Gomorrah

March 7, 2013

How does one escape poverty? What opportunities are presented to those impoverished to improve their material well-being? What is poverty in general? Gomorrah answers all three questions.

 

The solutions to the questions are not idyllic. They all involve gang-violence, Italian style. Or, Mafioso. The film does not center itself on anyone character in this gangland universe. Instead, it shows many different facets of a machine that the poor use to nourish themselves, and to create an identity. This identity is typified by working up the ranks of a violent occupation. What choice do the youth have, who are no older than 12 years old? This is the accepted way of life for a perceptible Italian government concrete-ghetto. Self-fulfillment is seen, by necessity, through holding a gun, transporting coke, or being an accomplice to an assassination.

 

Clearly, this film is as much a critique of Italian government – and by extension Italian society – than it is of the gangsters that swell in numbers and act viciously. The extent in which Italian society intervenes in this tragic mayhem is the occasional police bust for selling drugs. They do not have the momentum to thwart a well-connected network of men whose interests are aligned in sustaining the illegal operations. They have created their own opportunities, and their own means to prosperity, through collaborating with immorality.

 

If the youth and their families had a culture which embraced self-perfection, and therefore crafting of the intellect, it may be possible for disinterest toward mob violence to saturate the ghetto. But the basis of poverty is that it begets more of it. It is an endless stream which will only change its current from its own volition, not through any outside intervention. Thus, public education, assuming its quality is exceptional (which would be a rarity), is not sufficient a resource to assist in dismantling the nourishment gangsters offer.

 

Gangsters do not offer simply a vocation, nor bread and wine.
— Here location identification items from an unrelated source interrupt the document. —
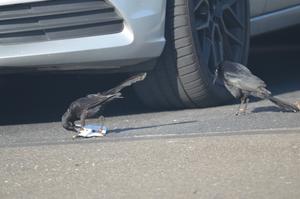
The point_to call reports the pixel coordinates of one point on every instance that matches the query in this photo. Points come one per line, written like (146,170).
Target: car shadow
(122,130)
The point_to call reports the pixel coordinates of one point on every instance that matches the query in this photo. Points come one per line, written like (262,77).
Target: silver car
(179,42)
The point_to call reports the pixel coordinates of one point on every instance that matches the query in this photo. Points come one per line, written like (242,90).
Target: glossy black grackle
(241,83)
(89,106)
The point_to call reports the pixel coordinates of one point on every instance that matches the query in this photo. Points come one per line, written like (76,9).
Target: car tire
(200,34)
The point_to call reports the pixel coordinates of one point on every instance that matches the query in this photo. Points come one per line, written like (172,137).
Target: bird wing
(244,80)
(93,100)
(126,83)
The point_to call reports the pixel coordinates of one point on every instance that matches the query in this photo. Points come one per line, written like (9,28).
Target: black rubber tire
(180,79)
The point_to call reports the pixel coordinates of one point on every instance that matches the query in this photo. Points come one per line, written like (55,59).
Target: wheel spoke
(198,5)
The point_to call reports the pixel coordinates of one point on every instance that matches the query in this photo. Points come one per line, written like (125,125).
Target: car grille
(57,19)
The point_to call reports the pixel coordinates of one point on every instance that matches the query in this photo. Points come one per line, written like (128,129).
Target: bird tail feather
(126,83)
(284,105)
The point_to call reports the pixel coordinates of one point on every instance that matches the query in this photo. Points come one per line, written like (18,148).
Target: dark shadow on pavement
(121,130)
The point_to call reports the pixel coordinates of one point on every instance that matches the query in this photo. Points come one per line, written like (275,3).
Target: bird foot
(241,111)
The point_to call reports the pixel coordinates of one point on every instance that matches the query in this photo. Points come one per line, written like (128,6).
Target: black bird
(241,83)
(89,106)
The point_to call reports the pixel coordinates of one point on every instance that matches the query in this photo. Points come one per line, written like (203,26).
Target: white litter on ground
(91,130)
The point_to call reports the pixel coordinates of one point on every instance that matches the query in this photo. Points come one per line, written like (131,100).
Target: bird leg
(240,109)
(101,120)
(246,106)
(83,117)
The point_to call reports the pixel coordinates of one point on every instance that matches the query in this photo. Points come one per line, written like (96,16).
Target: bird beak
(216,76)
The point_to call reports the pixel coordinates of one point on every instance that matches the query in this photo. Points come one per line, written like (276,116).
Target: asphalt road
(197,153)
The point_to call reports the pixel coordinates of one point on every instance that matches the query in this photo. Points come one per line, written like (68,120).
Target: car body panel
(257,7)
(273,5)
(275,20)
(141,39)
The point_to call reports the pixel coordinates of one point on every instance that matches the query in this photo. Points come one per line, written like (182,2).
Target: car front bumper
(141,39)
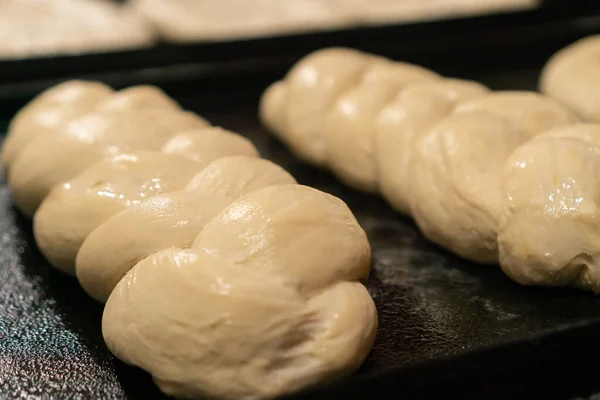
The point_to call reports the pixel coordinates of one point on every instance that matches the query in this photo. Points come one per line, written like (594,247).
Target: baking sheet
(446,325)
(170,62)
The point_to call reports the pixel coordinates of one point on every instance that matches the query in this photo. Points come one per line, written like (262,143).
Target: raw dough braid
(103,152)
(434,147)
(266,300)
(549,232)
(222,276)
(572,76)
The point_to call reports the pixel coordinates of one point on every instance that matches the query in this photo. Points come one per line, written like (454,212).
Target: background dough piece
(415,108)
(168,220)
(73,210)
(48,27)
(173,310)
(549,233)
(572,76)
(185,21)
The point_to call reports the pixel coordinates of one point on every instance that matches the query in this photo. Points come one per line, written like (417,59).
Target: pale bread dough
(298,105)
(325,107)
(548,229)
(185,20)
(137,118)
(31,28)
(228,320)
(402,121)
(572,76)
(208,144)
(456,195)
(134,194)
(49,111)
(169,220)
(224,20)
(71,211)
(422,140)
(349,126)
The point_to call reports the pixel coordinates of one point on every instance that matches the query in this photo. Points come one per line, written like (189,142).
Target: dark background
(446,326)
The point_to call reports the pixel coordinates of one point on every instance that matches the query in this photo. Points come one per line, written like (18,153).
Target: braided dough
(572,76)
(492,176)
(222,276)
(47,27)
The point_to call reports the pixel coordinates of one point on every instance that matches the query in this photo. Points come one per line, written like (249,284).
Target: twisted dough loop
(421,140)
(263,303)
(138,118)
(154,225)
(223,277)
(548,227)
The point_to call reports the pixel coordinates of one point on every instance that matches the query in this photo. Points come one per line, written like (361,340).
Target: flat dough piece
(47,27)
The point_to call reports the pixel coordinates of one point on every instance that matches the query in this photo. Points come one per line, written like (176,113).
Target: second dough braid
(434,147)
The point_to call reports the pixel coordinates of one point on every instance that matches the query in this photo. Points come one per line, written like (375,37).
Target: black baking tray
(447,326)
(243,57)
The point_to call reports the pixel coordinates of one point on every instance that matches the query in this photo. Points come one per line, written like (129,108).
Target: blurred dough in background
(195,20)
(30,28)
(49,27)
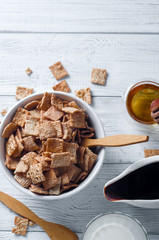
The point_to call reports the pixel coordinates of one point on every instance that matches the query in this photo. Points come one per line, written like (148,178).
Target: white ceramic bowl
(139,203)
(95,123)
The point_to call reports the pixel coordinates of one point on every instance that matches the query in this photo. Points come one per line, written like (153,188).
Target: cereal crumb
(62,86)
(84,94)
(99,76)
(58,70)
(21,225)
(28,71)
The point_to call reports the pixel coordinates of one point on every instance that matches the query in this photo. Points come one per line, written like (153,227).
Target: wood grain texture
(79,16)
(79,54)
(84,205)
(42,236)
(119,36)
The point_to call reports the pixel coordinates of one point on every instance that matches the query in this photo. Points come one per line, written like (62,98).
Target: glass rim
(118,213)
(126,94)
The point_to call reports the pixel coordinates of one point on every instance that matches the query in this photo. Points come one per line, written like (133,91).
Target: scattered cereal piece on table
(99,76)
(23,92)
(62,86)
(84,94)
(58,70)
(21,225)
(151,152)
(4,112)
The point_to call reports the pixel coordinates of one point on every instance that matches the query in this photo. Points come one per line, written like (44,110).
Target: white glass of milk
(115,226)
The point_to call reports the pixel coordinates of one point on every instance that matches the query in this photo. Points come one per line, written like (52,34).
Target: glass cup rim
(118,213)
(132,118)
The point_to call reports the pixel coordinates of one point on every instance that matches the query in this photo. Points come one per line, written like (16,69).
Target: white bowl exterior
(95,122)
(131,168)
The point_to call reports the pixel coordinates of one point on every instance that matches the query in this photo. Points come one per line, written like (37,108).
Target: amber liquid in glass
(139,100)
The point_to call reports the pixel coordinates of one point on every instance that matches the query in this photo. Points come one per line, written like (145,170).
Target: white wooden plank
(79,16)
(30,236)
(127,58)
(43,236)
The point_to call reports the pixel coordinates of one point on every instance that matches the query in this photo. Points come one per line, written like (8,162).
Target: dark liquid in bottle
(142,183)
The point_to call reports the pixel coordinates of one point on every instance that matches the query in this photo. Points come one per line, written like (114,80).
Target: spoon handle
(115,141)
(19,208)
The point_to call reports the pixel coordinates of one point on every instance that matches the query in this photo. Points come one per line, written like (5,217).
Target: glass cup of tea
(137,101)
(114,226)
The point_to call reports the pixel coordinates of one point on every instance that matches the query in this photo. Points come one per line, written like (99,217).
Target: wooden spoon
(53,230)
(115,141)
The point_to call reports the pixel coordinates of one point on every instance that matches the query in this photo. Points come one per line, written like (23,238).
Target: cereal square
(72,148)
(58,70)
(54,145)
(62,86)
(56,102)
(20,117)
(45,103)
(22,167)
(11,146)
(56,189)
(47,130)
(11,162)
(51,179)
(60,159)
(53,113)
(22,180)
(31,105)
(29,144)
(9,130)
(23,92)
(37,189)
(58,127)
(98,76)
(35,173)
(32,126)
(29,158)
(77,120)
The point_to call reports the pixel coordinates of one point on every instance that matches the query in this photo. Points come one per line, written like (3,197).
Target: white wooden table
(119,35)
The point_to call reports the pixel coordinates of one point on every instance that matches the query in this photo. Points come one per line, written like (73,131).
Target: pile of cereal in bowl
(43,145)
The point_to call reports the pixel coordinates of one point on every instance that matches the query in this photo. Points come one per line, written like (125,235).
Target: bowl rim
(92,174)
(154,203)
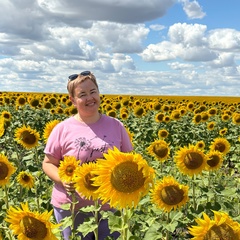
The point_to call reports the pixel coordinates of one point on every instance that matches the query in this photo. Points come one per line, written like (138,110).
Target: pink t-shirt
(87,142)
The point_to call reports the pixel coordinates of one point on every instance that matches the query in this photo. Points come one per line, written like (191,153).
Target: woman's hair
(72,84)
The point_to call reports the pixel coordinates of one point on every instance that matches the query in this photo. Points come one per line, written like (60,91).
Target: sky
(136,47)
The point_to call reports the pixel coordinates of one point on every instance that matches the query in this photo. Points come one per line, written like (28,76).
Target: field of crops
(191,143)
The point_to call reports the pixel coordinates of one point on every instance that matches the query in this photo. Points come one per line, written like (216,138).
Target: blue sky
(144,47)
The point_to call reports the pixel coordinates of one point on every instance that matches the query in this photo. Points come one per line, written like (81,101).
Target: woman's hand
(70,187)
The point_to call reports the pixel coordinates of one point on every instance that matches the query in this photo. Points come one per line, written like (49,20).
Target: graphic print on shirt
(90,147)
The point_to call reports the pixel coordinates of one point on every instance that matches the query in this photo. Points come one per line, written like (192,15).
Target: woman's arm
(50,167)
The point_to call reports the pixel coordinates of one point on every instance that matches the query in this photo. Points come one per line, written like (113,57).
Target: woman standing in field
(86,136)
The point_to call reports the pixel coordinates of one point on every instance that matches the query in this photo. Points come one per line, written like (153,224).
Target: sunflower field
(184,172)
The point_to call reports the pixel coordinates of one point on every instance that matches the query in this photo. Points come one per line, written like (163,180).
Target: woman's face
(86,98)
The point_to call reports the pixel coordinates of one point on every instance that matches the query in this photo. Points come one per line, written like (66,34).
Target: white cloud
(193,9)
(43,42)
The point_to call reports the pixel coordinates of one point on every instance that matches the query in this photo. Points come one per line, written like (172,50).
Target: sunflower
(200,144)
(124,115)
(212,111)
(122,178)
(25,179)
(221,227)
(214,160)
(68,168)
(163,133)
(159,117)
(27,137)
(176,115)
(168,194)
(197,118)
(204,116)
(211,125)
(48,129)
(190,160)
(112,113)
(2,129)
(130,134)
(30,225)
(84,180)
(166,119)
(139,111)
(223,131)
(6,170)
(236,118)
(21,101)
(6,115)
(159,149)
(190,106)
(220,144)
(225,117)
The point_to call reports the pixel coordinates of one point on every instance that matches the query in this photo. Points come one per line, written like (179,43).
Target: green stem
(125,219)
(168,221)
(73,204)
(6,196)
(96,219)
(194,194)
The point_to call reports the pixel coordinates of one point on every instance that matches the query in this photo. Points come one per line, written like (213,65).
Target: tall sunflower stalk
(122,179)
(67,170)
(126,214)
(194,193)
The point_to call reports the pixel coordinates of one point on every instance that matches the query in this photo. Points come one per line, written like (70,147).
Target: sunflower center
(220,147)
(28,137)
(25,178)
(32,228)
(3,171)
(222,232)
(213,161)
(193,160)
(160,150)
(88,182)
(172,195)
(69,170)
(127,178)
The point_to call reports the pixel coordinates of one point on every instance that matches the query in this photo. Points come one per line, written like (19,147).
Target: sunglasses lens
(85,73)
(73,77)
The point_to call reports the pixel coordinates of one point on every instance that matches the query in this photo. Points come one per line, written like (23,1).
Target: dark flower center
(193,160)
(32,228)
(28,138)
(172,195)
(127,178)
(160,150)
(3,171)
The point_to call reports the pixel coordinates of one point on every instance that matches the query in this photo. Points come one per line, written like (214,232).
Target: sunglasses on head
(74,76)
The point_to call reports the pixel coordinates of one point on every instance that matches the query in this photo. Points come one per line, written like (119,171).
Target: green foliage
(217,190)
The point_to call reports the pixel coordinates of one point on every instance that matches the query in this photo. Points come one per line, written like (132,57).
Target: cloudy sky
(138,47)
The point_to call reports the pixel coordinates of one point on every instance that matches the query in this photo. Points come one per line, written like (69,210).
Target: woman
(87,135)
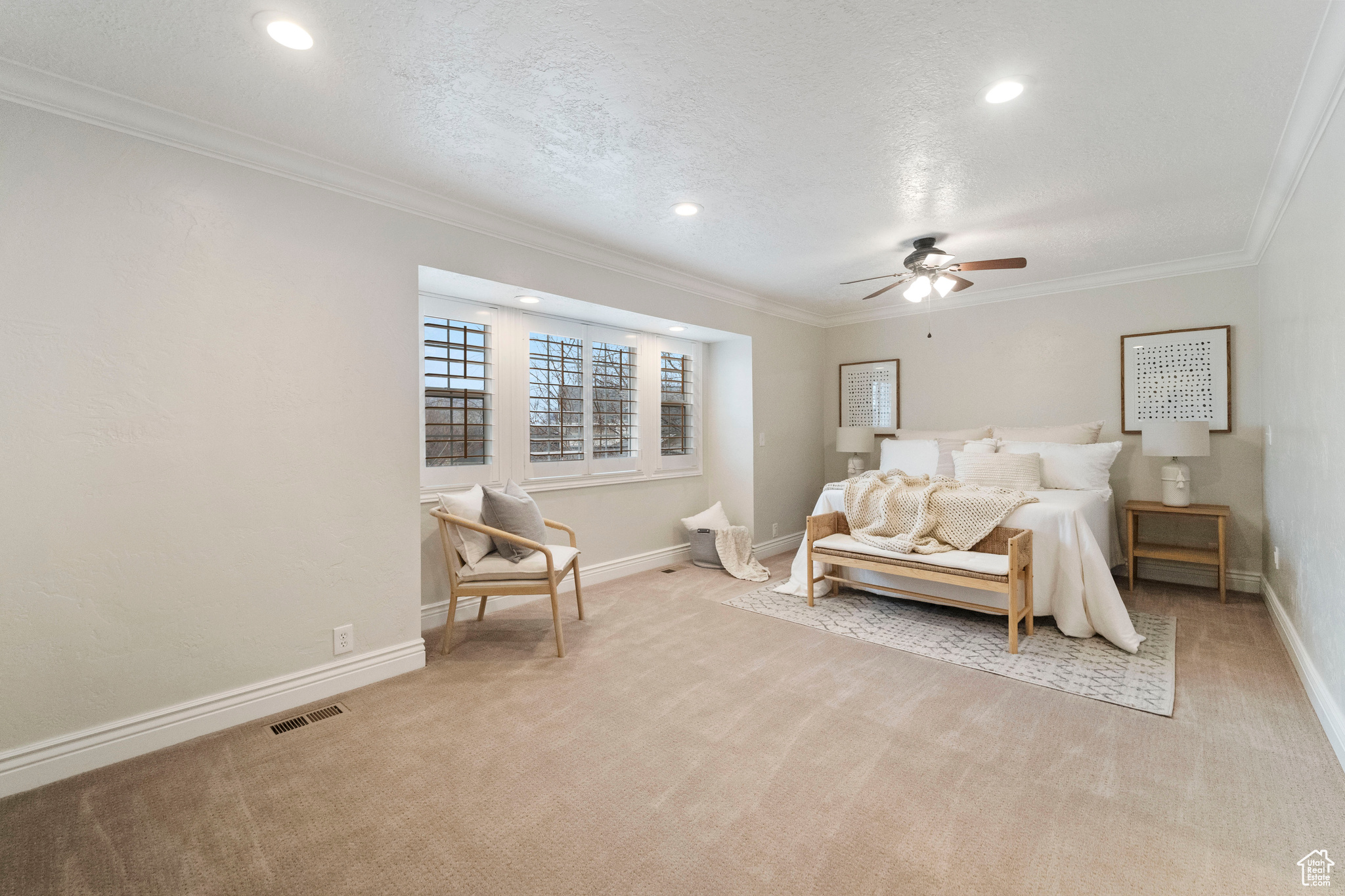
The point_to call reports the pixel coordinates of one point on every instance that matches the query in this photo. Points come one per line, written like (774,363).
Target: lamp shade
(854,438)
(1176,438)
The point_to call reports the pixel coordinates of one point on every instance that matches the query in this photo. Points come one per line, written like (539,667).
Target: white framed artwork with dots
(871,395)
(1178,375)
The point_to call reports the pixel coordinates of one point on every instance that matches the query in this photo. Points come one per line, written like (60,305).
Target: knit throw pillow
(1020,472)
(513,511)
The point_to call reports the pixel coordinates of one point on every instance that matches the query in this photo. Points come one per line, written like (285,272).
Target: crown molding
(1319,95)
(47,92)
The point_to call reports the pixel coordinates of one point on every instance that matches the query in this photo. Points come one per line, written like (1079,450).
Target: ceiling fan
(930,269)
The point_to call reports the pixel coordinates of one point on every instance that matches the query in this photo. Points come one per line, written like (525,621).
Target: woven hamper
(704,554)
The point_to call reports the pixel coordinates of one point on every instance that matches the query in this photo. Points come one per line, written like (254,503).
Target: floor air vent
(309,717)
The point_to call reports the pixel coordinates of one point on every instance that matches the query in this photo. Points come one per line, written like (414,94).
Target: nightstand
(1210,557)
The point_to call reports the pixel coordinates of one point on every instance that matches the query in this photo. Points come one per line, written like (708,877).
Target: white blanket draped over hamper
(1072,574)
(735,548)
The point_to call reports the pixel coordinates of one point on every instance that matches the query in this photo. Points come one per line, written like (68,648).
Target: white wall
(210,421)
(1056,359)
(1302,313)
(731,444)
They offer an identity. They offer a youngster, from a humiliating background, an opportunity to be envied. Science and mathematical pursuits do not foster such a strong sense of awareness of significance. The immediate impression of respect by a gang-member circling the residency is much more profound to a growing boy than the wonders of the universe. After all, not many in his microcosm know who Isaac Newton was, but they do know the names and the level of dignity of the mafia troop.

 

The film does not limit itself to ghetto warfare. It shows the levels of hierarchy in the organization, towards upper-management goons who shave expenses off of companies through illegitimately undermining their competition. The successful who enjoy these tainted fruits of labor, simply shrug at the fact of life. It is as if they did not participate, someone else would. Their service then is a necessity to society. It is how “it has always been”.